Review of Wanted

Wanted (2008)
7/10
Remo Williams meets The Matrix?
1 May 2011
Warning: Spoilers
Everything about Wesley Gibson (James McAvoy) points to how miserable he really is. He's at a dead end job, his girlfriend is sleeping around, he takes antidepressants and his boss is a pain in the ass. He wonders how his life could be different but he's stuck in a fantastic rut with no end in sight.

Little did he know his father had passed away leaving him to a secret fraternity of assassins and he'd be trained by a man named Sloan, (Morgan Freeman) who operates outside the confines of the law and independent of any of the world's governments. Fox takes him under his wing, tells him his anxiety problem is actually a gift of being able to speed your heart rate up releasing adrenaline and slowing down time. He also tells him his father was killed by a double crossing member of the brotherhood ironically named, Cross (Thomas Kretschmann).

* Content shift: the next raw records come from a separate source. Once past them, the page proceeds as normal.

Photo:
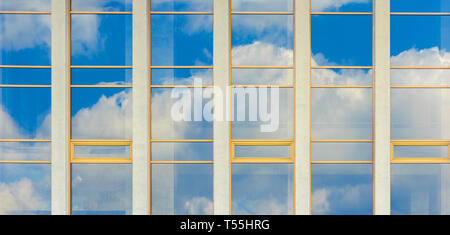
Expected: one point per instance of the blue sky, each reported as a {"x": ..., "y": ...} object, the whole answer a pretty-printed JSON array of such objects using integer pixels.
[{"x": 256, "y": 40}]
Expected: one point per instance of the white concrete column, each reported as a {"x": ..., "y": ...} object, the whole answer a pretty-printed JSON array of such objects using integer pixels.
[
  {"x": 60, "y": 107},
  {"x": 382, "y": 108},
  {"x": 302, "y": 107},
  {"x": 221, "y": 128},
  {"x": 141, "y": 113}
]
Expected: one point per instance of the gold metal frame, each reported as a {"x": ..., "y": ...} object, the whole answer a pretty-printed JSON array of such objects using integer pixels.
[
  {"x": 344, "y": 86},
  {"x": 263, "y": 142}
]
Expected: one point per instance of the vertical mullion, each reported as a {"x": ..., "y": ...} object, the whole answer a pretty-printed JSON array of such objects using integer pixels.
[
  {"x": 60, "y": 107},
  {"x": 221, "y": 71},
  {"x": 302, "y": 108},
  {"x": 141, "y": 110},
  {"x": 382, "y": 108}
]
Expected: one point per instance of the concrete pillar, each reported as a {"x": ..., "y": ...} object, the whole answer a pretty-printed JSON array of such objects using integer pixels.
[
  {"x": 60, "y": 107},
  {"x": 302, "y": 107},
  {"x": 221, "y": 128},
  {"x": 382, "y": 120},
  {"x": 141, "y": 113}
]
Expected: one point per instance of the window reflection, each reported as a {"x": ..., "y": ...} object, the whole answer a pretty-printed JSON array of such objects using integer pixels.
[
  {"x": 182, "y": 189},
  {"x": 262, "y": 189},
  {"x": 101, "y": 189}
]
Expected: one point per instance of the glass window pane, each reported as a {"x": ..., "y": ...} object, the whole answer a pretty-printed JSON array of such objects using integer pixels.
[
  {"x": 101, "y": 5},
  {"x": 341, "y": 151},
  {"x": 25, "y": 151},
  {"x": 262, "y": 189},
  {"x": 421, "y": 151},
  {"x": 262, "y": 40},
  {"x": 263, "y": 6},
  {"x": 420, "y": 41},
  {"x": 418, "y": 77},
  {"x": 25, "y": 5},
  {"x": 341, "y": 113},
  {"x": 101, "y": 113},
  {"x": 98, "y": 151},
  {"x": 182, "y": 5},
  {"x": 181, "y": 113},
  {"x": 420, "y": 6},
  {"x": 341, "y": 6},
  {"x": 420, "y": 189},
  {"x": 25, "y": 189},
  {"x": 420, "y": 113},
  {"x": 182, "y": 151},
  {"x": 25, "y": 76},
  {"x": 262, "y": 113},
  {"x": 351, "y": 44},
  {"x": 341, "y": 189},
  {"x": 25, "y": 39},
  {"x": 341, "y": 77},
  {"x": 101, "y": 76},
  {"x": 182, "y": 76},
  {"x": 25, "y": 113},
  {"x": 262, "y": 77},
  {"x": 261, "y": 151},
  {"x": 101, "y": 189},
  {"x": 101, "y": 40},
  {"x": 182, "y": 189},
  {"x": 182, "y": 40}
]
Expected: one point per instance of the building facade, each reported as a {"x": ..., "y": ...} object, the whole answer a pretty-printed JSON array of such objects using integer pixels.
[{"x": 224, "y": 107}]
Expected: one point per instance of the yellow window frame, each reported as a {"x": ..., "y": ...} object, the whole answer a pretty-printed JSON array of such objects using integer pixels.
[
  {"x": 419, "y": 143},
  {"x": 74, "y": 159},
  {"x": 235, "y": 159}
]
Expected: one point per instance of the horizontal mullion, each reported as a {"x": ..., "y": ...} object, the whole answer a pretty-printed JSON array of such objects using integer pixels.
[
  {"x": 341, "y": 13},
  {"x": 101, "y": 86},
  {"x": 181, "y": 67},
  {"x": 420, "y": 67},
  {"x": 421, "y": 86},
  {"x": 181, "y": 141},
  {"x": 181, "y": 86},
  {"x": 261, "y": 67},
  {"x": 342, "y": 141},
  {"x": 26, "y": 162},
  {"x": 341, "y": 162},
  {"x": 101, "y": 12},
  {"x": 342, "y": 67},
  {"x": 27, "y": 86},
  {"x": 27, "y": 12},
  {"x": 26, "y": 66},
  {"x": 181, "y": 162},
  {"x": 181, "y": 13},
  {"x": 101, "y": 67},
  {"x": 23, "y": 140},
  {"x": 261, "y": 13},
  {"x": 421, "y": 13}
]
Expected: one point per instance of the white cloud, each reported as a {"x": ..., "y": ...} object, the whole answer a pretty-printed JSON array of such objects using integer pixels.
[
  {"x": 260, "y": 53},
  {"x": 109, "y": 118},
  {"x": 20, "y": 198},
  {"x": 198, "y": 206},
  {"x": 323, "y": 5}
]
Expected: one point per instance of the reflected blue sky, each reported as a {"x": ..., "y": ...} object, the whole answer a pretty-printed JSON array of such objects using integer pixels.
[
  {"x": 182, "y": 189},
  {"x": 262, "y": 189}
]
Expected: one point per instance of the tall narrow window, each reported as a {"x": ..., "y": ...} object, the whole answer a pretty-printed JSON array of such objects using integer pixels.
[
  {"x": 181, "y": 132},
  {"x": 262, "y": 103},
  {"x": 341, "y": 107},
  {"x": 25, "y": 107},
  {"x": 100, "y": 104},
  {"x": 420, "y": 107}
]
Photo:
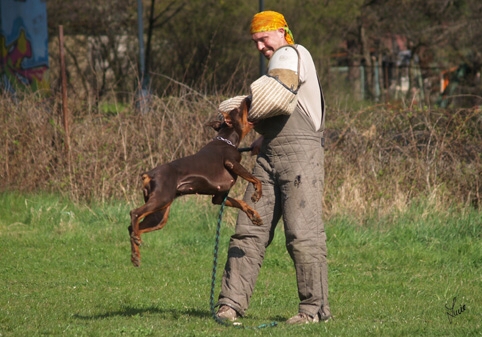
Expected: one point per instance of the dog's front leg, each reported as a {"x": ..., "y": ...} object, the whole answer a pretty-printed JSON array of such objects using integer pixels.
[{"x": 239, "y": 170}]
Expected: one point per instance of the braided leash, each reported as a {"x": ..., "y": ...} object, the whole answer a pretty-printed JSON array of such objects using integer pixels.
[{"x": 213, "y": 278}]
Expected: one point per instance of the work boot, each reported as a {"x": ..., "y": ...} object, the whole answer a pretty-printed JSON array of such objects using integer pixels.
[
  {"x": 302, "y": 318},
  {"x": 228, "y": 313}
]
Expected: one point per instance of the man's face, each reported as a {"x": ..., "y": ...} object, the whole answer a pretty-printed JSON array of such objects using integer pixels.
[{"x": 268, "y": 42}]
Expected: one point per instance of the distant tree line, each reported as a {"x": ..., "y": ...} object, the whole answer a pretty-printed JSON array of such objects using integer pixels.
[{"x": 205, "y": 45}]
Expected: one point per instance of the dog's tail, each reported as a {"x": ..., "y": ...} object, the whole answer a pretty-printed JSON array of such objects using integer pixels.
[{"x": 146, "y": 186}]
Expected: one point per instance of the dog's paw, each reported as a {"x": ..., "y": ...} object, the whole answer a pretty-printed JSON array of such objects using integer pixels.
[{"x": 254, "y": 217}]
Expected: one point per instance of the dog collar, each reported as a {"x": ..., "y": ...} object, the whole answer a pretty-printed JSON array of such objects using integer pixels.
[{"x": 225, "y": 140}]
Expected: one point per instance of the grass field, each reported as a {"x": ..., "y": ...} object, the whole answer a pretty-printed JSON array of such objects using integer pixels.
[{"x": 65, "y": 270}]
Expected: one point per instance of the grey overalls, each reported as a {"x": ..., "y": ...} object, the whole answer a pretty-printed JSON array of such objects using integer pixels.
[{"x": 290, "y": 166}]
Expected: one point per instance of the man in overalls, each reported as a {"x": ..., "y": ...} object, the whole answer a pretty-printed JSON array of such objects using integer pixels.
[{"x": 290, "y": 165}]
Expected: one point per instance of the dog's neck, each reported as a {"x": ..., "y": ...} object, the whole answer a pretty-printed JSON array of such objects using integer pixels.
[{"x": 229, "y": 136}]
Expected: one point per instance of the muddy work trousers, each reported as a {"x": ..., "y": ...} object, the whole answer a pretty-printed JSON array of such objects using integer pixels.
[{"x": 292, "y": 176}]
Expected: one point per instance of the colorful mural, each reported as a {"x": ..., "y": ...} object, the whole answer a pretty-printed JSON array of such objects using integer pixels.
[{"x": 23, "y": 45}]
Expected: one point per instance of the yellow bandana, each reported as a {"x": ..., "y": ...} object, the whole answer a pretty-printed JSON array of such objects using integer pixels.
[{"x": 267, "y": 21}]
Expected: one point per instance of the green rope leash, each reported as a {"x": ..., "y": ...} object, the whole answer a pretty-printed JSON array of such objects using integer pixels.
[{"x": 213, "y": 279}]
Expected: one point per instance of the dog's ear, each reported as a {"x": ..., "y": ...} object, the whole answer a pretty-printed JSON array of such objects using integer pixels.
[
  {"x": 227, "y": 118},
  {"x": 216, "y": 124}
]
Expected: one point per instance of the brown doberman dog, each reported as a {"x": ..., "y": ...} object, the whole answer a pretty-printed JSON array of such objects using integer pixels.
[{"x": 211, "y": 171}]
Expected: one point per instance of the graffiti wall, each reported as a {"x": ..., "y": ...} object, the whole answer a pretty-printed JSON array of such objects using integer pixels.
[{"x": 24, "y": 55}]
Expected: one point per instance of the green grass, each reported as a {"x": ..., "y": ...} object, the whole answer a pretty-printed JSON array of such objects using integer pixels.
[{"x": 65, "y": 270}]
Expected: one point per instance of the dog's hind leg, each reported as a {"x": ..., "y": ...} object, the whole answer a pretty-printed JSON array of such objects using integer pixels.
[{"x": 252, "y": 214}]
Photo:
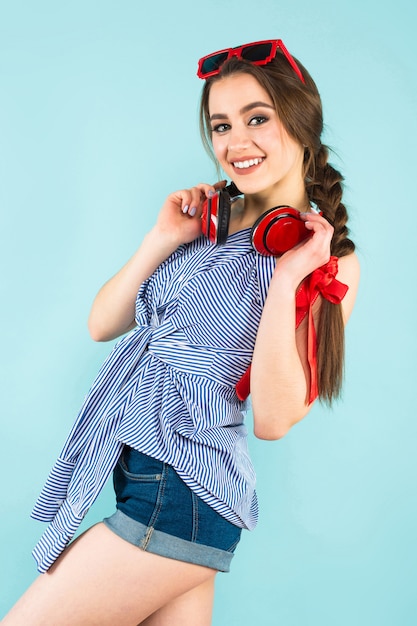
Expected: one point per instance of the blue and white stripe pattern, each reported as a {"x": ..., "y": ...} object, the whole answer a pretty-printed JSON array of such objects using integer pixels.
[{"x": 167, "y": 389}]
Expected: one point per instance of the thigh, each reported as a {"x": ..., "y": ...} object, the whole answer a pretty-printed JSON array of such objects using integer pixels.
[
  {"x": 103, "y": 580},
  {"x": 193, "y": 608}
]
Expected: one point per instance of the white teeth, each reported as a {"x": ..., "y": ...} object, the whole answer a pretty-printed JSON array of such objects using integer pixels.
[{"x": 245, "y": 164}]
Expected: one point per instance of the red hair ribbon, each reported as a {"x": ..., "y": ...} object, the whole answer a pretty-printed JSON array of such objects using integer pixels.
[{"x": 320, "y": 282}]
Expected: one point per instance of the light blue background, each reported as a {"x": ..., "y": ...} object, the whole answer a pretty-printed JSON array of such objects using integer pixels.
[{"x": 98, "y": 122}]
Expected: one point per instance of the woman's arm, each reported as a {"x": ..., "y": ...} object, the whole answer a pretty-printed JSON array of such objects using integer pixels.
[
  {"x": 280, "y": 374},
  {"x": 113, "y": 309}
]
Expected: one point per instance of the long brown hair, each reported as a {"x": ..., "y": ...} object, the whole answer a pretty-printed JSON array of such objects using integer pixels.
[{"x": 299, "y": 108}]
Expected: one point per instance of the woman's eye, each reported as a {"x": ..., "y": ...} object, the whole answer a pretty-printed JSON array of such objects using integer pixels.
[
  {"x": 258, "y": 119},
  {"x": 220, "y": 128}
]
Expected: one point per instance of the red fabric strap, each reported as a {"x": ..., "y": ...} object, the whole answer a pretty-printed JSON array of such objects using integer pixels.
[{"x": 320, "y": 282}]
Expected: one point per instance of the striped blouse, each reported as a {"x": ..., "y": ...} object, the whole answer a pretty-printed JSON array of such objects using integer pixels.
[{"x": 168, "y": 390}]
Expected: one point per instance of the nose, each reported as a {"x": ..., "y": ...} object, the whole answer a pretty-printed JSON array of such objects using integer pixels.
[{"x": 238, "y": 138}]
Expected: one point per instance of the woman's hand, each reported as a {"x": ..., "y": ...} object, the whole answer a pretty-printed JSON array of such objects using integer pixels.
[
  {"x": 180, "y": 217},
  {"x": 310, "y": 254}
]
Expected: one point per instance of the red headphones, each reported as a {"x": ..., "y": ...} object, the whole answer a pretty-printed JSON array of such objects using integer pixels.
[{"x": 273, "y": 233}]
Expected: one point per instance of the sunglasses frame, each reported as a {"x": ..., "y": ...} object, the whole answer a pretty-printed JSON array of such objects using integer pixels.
[{"x": 276, "y": 44}]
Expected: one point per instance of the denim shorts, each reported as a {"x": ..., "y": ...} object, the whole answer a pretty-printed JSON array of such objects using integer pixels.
[{"x": 158, "y": 512}]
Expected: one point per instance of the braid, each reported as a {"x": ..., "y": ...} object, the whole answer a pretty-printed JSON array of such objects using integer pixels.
[
  {"x": 298, "y": 106},
  {"x": 324, "y": 187}
]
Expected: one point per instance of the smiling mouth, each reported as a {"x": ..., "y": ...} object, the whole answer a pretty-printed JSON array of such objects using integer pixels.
[{"x": 243, "y": 165}]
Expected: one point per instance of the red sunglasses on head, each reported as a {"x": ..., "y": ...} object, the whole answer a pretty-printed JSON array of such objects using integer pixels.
[{"x": 258, "y": 53}]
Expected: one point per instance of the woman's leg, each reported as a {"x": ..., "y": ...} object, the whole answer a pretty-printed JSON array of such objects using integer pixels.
[
  {"x": 103, "y": 580},
  {"x": 193, "y": 608}
]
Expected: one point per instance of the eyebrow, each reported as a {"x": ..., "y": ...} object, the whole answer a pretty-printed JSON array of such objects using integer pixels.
[{"x": 245, "y": 109}]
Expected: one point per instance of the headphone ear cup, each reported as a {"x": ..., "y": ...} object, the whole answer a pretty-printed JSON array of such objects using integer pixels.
[
  {"x": 215, "y": 217},
  {"x": 278, "y": 230}
]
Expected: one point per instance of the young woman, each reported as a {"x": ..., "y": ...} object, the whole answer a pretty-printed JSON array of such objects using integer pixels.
[{"x": 166, "y": 410}]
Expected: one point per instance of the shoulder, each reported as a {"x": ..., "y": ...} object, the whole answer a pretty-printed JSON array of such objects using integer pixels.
[{"x": 349, "y": 274}]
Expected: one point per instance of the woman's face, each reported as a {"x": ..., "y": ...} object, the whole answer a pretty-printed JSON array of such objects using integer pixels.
[{"x": 250, "y": 142}]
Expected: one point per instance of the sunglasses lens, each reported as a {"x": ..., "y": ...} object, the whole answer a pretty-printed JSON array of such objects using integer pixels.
[
  {"x": 258, "y": 52},
  {"x": 212, "y": 63}
]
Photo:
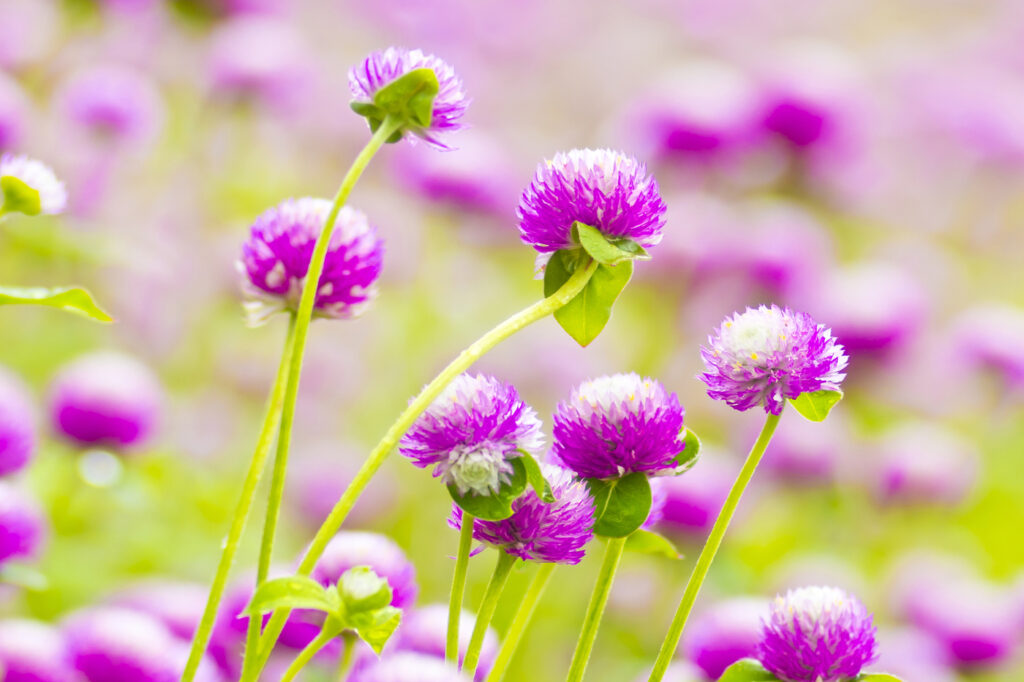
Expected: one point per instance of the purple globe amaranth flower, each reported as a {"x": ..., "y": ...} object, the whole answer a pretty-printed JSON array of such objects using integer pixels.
[
  {"x": 381, "y": 68},
  {"x": 105, "y": 399},
  {"x": 52, "y": 197},
  {"x": 554, "y": 533},
  {"x": 768, "y": 354},
  {"x": 602, "y": 188},
  {"x": 616, "y": 425},
  {"x": 817, "y": 634},
  {"x": 470, "y": 433},
  {"x": 17, "y": 432},
  {"x": 350, "y": 548},
  {"x": 275, "y": 259}
]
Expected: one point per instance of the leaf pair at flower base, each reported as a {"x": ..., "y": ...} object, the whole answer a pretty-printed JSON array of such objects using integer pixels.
[{"x": 360, "y": 601}]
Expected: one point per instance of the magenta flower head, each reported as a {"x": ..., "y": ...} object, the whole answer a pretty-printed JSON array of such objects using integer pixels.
[
  {"x": 383, "y": 68},
  {"x": 817, "y": 634},
  {"x": 470, "y": 433},
  {"x": 23, "y": 525},
  {"x": 17, "y": 432},
  {"x": 768, "y": 354},
  {"x": 351, "y": 548},
  {"x": 616, "y": 425},
  {"x": 105, "y": 399},
  {"x": 537, "y": 530},
  {"x": 602, "y": 188},
  {"x": 275, "y": 259}
]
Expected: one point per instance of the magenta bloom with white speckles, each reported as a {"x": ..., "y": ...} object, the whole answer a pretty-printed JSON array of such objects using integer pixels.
[
  {"x": 616, "y": 425},
  {"x": 381, "y": 68},
  {"x": 817, "y": 634},
  {"x": 470, "y": 433},
  {"x": 537, "y": 530},
  {"x": 768, "y": 354},
  {"x": 275, "y": 259},
  {"x": 603, "y": 188}
]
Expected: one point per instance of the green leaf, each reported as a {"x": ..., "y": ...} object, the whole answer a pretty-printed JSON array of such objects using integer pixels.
[
  {"x": 19, "y": 198},
  {"x": 498, "y": 506},
  {"x": 73, "y": 299},
  {"x": 747, "y": 670},
  {"x": 293, "y": 592},
  {"x": 816, "y": 406},
  {"x": 621, "y": 505},
  {"x": 648, "y": 542}
]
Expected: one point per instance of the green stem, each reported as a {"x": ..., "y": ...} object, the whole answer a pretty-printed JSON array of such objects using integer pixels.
[
  {"x": 486, "y": 611},
  {"x": 246, "y": 499},
  {"x": 711, "y": 548},
  {"x": 459, "y": 588},
  {"x": 598, "y": 600},
  {"x": 521, "y": 621},
  {"x": 465, "y": 359}
]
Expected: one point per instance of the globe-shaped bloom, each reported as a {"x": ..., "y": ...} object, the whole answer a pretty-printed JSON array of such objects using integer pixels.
[
  {"x": 105, "y": 399},
  {"x": 817, "y": 634},
  {"x": 470, "y": 433},
  {"x": 381, "y": 68},
  {"x": 616, "y": 425},
  {"x": 275, "y": 259},
  {"x": 349, "y": 549},
  {"x": 768, "y": 354},
  {"x": 553, "y": 533},
  {"x": 52, "y": 197},
  {"x": 602, "y": 188}
]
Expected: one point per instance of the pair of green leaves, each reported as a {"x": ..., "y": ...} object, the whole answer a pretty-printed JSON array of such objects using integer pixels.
[
  {"x": 360, "y": 601},
  {"x": 408, "y": 99},
  {"x": 590, "y": 310},
  {"x": 751, "y": 670}
]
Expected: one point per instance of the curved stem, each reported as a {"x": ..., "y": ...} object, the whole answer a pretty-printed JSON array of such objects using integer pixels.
[
  {"x": 256, "y": 466},
  {"x": 711, "y": 548},
  {"x": 521, "y": 621},
  {"x": 465, "y": 359},
  {"x": 459, "y": 588},
  {"x": 598, "y": 600},
  {"x": 486, "y": 610}
]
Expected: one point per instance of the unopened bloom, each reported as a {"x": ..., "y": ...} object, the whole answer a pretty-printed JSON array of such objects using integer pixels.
[
  {"x": 615, "y": 425},
  {"x": 381, "y": 68},
  {"x": 554, "y": 533},
  {"x": 470, "y": 433},
  {"x": 38, "y": 176},
  {"x": 275, "y": 259},
  {"x": 602, "y": 188},
  {"x": 105, "y": 399},
  {"x": 817, "y": 634},
  {"x": 768, "y": 354}
]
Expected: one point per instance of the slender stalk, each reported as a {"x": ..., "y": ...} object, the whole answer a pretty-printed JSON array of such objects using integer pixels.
[
  {"x": 598, "y": 600},
  {"x": 521, "y": 621},
  {"x": 465, "y": 359},
  {"x": 248, "y": 495},
  {"x": 459, "y": 588},
  {"x": 486, "y": 610},
  {"x": 711, "y": 548}
]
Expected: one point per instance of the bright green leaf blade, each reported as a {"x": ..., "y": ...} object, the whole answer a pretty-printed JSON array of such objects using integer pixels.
[
  {"x": 817, "y": 405},
  {"x": 648, "y": 542},
  {"x": 586, "y": 315},
  {"x": 73, "y": 299},
  {"x": 621, "y": 505}
]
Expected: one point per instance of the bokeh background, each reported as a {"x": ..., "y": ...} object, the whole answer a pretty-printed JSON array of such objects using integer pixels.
[{"x": 860, "y": 160}]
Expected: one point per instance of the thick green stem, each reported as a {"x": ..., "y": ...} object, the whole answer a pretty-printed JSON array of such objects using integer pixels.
[
  {"x": 521, "y": 621},
  {"x": 246, "y": 499},
  {"x": 486, "y": 611},
  {"x": 711, "y": 548},
  {"x": 465, "y": 359},
  {"x": 459, "y": 588},
  {"x": 595, "y": 610}
]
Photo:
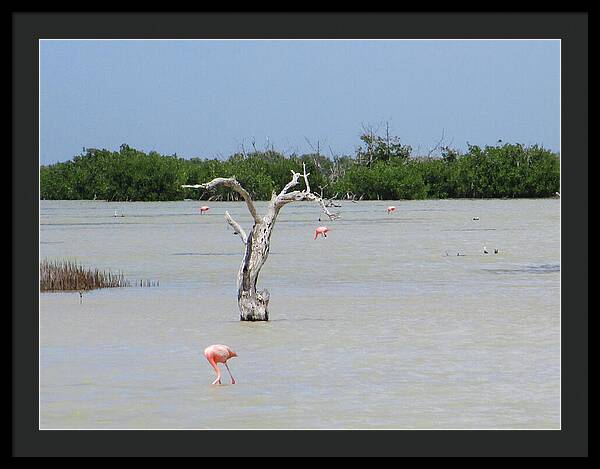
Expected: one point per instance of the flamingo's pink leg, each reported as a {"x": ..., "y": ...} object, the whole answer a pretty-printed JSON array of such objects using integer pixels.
[
  {"x": 232, "y": 380},
  {"x": 211, "y": 360}
]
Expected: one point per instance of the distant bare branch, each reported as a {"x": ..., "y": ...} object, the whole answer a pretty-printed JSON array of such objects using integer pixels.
[{"x": 233, "y": 184}]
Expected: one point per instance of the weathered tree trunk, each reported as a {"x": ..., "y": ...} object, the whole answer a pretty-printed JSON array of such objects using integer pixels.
[{"x": 253, "y": 304}]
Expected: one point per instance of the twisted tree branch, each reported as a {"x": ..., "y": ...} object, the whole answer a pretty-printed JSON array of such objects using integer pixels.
[{"x": 233, "y": 184}]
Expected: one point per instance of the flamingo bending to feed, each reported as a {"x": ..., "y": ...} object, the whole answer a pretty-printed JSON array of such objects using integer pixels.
[
  {"x": 219, "y": 354},
  {"x": 321, "y": 230}
]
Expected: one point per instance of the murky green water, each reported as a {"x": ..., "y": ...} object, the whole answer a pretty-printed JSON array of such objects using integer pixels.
[{"x": 379, "y": 325}]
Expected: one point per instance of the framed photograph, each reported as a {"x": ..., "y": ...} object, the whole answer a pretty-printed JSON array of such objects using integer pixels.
[{"x": 300, "y": 234}]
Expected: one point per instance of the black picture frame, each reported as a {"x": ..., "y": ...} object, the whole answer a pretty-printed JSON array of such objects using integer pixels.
[{"x": 571, "y": 28}]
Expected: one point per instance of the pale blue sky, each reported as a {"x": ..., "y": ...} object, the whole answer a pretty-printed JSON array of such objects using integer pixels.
[{"x": 208, "y": 98}]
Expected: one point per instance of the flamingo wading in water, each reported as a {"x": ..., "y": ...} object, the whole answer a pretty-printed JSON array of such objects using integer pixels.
[
  {"x": 321, "y": 230},
  {"x": 219, "y": 354}
]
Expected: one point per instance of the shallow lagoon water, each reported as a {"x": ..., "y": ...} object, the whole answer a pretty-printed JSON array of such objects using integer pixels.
[{"x": 379, "y": 325}]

This plot eventually forces Wesley and his mentor/trainer Fox (Angelina Jolie) to question the integrity of the brotherhood and Sloan's methods in a spectacular confrontation close to the end of the movie.

Without giving away too much of the plot the theme of the movie appears to be in line with that of The Matrix in that it is a fantastical adventure for someone caught in what appears to be an inescapable reality of mundane existence. The fact that Wesley is barely living his life makes you want to cheer for this nerdy slob. He is in fact everyone who is sick and tired of their job, life, partner, and in many ways living in general.

Contrast is given when Wesley finds out he doesn't have common problems like anxiety and that he didn't need medication he needed to be trained how to use it to his advantage. Who wouldn't like to be someone like James Bond and a Thomas Anderson (Neo) all rolled up into one? It's only when he's made to be a fugitive by Sloan that Wesley embraces the lifestyle the Fraternity has to offer.

This film uses gritty acting along with a ton of eye candy to tell the story. Real time three dimensional effects speed and slow time forcing you to suspend all disbelief and buy in to the premise that a lowly desk jockey named Wesley could become one of the greatest assassins the world has ever known.